Tonight, as he claps closed his computer, Husband will hustle out of the door straight to a dinner at a DC dining establishment. No other halves allowed (it’s business, not pleasure), so I’ll be on my tod this evening. Naturally, a night alone is no biggie at all (it’s a chance to catch up on The Hills, is how I see it), but it did get me thinking about loneliness in general. Who can have missed the headlines that hit after the recent publication of Emily White’s memoir Lonely? White’s story was stark, and struck some serious chords: a 30-something successful lawyer, her life was left in total tatters when chronic loneliness suddenly set it.
Odd this: it’s easier than ever to be ‘in touch’ these days, but still loneliness looms large as a social scourge. People can have scores of pals in online portfolios, but lack the real people you can pester in the middle of the night for a weep and a moan. To make matters worse, loneliness is still tarnished as a social taboo (White couldn’t admit to her situation, and often fictionalized a social life in the presence of her colleagues).
One artist at the NGA not afraid to face her loneliness is Alice Neel (1900 – 1984). Born in Pennsylvania, Neel attended the Philadelphia School of Design for Women. She married the Cuban painter Carlos Enriquez in 1925 and the pair lived in Havana for a time, an experience that awakened Neel to the artistic avant-garde and sparked her life-long political consciousness.
Two harrowing thorns stick out in Neel’s personal history, thorns that went on to shape her art. She lost her first daughter to diphtheria within a year, and her second daughter (born soon after in 1928) was taken to Cuba by Enriquez in 1930. Neel suffered a massive nervous breakdown soon after. Once recovered, she started to steep her art in the trauma of losing the girls and her husband: anxiety, loss and loneliness were dominant themes throughout her career, as is clear in Loneliness (1970), our painting for today.

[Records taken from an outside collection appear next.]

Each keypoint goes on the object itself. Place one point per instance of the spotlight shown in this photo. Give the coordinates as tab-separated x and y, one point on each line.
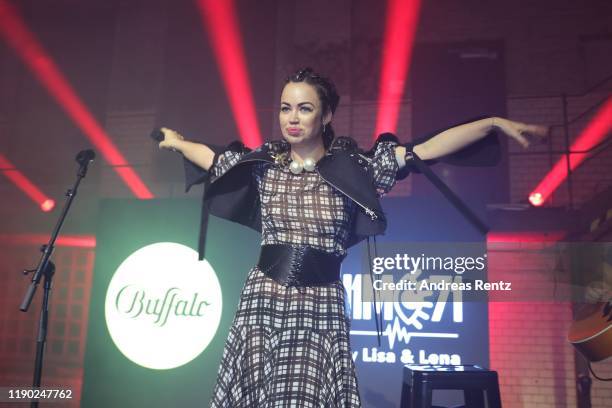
47	205
536	199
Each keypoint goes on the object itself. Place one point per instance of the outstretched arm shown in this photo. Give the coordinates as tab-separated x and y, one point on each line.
197	153
458	137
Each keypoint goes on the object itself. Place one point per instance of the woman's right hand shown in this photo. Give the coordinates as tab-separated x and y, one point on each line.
171	137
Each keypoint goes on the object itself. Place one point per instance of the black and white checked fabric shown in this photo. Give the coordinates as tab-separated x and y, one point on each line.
288	346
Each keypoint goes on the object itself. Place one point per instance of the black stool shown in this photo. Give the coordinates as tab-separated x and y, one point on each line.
421	380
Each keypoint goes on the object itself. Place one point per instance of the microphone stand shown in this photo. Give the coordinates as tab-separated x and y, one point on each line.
46	268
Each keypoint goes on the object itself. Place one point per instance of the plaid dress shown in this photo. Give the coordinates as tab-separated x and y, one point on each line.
289	346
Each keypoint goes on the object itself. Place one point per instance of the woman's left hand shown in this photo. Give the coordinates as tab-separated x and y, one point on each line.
521	132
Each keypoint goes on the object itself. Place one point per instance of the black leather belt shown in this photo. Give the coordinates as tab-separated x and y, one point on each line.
299	266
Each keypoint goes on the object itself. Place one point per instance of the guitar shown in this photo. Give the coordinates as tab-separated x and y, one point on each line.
591	333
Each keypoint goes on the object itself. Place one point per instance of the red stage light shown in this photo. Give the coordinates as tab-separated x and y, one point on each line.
219	18
75	241
22	182
594	133
19	37
47	205
401	23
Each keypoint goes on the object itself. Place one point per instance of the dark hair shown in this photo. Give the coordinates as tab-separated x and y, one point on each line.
326	90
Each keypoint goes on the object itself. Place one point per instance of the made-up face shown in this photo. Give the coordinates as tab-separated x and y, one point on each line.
301	118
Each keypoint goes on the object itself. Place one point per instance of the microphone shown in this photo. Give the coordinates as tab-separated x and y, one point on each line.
84	157
157	135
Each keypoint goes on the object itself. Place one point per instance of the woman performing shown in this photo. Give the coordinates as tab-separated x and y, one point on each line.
312	196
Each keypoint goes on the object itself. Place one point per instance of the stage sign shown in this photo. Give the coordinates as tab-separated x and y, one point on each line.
158	317
428	273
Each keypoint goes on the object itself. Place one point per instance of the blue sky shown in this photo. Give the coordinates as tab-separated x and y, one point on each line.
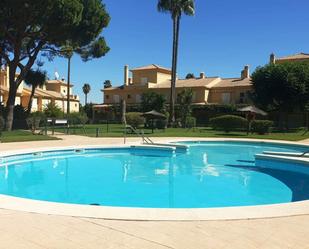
219	40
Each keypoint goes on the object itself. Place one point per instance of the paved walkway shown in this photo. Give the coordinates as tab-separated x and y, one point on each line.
32	231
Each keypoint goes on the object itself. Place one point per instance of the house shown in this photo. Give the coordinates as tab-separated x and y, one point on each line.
54	91
154	78
300	57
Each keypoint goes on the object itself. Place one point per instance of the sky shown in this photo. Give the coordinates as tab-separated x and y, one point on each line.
219	40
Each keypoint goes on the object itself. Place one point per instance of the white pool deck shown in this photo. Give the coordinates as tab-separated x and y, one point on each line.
20	229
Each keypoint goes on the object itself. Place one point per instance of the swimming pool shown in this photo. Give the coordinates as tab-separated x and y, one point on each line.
210	174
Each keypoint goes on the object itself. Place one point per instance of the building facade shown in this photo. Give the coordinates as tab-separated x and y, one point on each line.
54	91
154	78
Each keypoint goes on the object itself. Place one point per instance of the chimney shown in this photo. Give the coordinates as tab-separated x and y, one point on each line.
272	59
245	73
126	75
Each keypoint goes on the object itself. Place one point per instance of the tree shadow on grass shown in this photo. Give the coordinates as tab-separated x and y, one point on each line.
231	135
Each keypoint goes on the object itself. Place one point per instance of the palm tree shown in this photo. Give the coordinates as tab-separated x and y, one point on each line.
86	90
176	8
34	79
67	52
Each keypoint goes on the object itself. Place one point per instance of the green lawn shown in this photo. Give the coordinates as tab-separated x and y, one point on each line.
22	136
116	130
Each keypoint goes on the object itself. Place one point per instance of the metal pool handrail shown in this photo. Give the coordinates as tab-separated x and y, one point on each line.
303	154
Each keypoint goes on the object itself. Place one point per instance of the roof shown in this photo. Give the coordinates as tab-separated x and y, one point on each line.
299	56
232	82
47	94
152	67
210	82
4	88
62	82
206	82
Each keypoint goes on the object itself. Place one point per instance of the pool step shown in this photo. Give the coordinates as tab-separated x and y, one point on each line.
153	150
180	148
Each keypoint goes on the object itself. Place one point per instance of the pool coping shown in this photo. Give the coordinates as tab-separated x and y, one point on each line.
153	214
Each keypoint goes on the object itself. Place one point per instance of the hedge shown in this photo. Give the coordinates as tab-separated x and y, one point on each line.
228	123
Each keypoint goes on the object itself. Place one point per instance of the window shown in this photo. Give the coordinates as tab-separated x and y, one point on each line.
241	98
116	99
226	98
138	98
144	80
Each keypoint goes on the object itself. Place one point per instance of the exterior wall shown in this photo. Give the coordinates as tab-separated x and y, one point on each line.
152	76
161	77
216	95
53	87
132	94
39	102
63	90
74	106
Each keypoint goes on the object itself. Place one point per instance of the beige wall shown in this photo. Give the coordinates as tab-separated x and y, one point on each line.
200	94
40	103
130	94
216	95
153	76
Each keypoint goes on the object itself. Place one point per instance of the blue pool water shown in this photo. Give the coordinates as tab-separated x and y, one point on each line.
210	174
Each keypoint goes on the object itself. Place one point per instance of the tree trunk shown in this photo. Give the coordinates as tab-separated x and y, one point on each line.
30	100
123	112
68	85
11	100
174	68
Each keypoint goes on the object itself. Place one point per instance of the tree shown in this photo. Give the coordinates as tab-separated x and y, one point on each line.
281	87
34	79
176	8
190	76
185	98
97	49
153	101
53	111
86	90
29	28
107	84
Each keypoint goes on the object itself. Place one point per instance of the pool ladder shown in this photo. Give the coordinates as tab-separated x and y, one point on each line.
144	138
303	154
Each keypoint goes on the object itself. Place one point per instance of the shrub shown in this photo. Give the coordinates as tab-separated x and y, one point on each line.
77	118
135	119
261	126
20	116
1	124
161	123
228	123
34	120
190	122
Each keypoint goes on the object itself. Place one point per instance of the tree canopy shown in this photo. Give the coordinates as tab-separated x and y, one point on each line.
32	27
176	8
153	101
190	76
283	87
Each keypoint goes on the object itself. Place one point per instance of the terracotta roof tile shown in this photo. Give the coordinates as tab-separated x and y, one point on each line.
152	66
299	56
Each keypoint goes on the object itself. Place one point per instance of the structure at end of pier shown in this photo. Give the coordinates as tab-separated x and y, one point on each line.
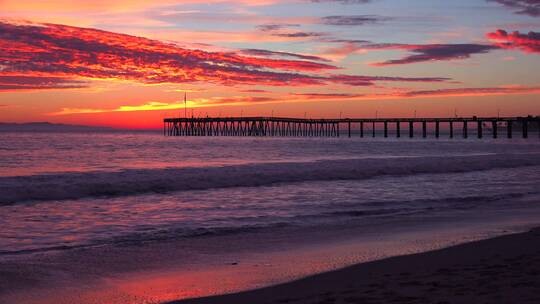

The work shows us Neel’s expressionist use of color and line: a blood-red chair sits against sickly yellow. On the floor and walls, patches of paint blotch across the surface, while that black blind hangs heavy and oppressive, overhead. That black picks out the outlines, clear against the bright colors, outlines that seem to seek concreteness or containment.
Loneliness has strong psychological sting. There’s the suggestion of voyeurism, of looking achingly at the (social) lives of others. There’s the pang of absence too, in that eerily empty chair. So it is that in this simple scene, the emotion is as thick as the brushed-on paint. Towards the end of the 1960s, Neel’s star had started to rise (by the 1970s she was seen as an important American artist). It’s key to see that, even at the height of her career (in which she worked principally as a portraitist), she still returned to her core-concern themes.
I suppose the thing is that there’s a line between ‘loneliness’ and ‘alone’. If you’ve friends that can be fetched fast from the wings, you’re unlikely to feel lonely, even if alone. In fact, in these super-connected times, it’s not bad to practice being by ourselves. But, if there’s an inability to communicate with others, that’s when loneliness starts to set in. And that’s the sensation that radiates here, in the vacant chair and those blind windows. Disconnectedness is everywhere.
Very perceptive, Aleid. In an age that medicalizes all problems, and unsuccessfully overprescribes mind-numbing drugs for them, the out of sight experience of loneliness escapes notice. How many
mental diseases, suicides, and even anti-social behaviors originate in this loneliness, a part of the human condition.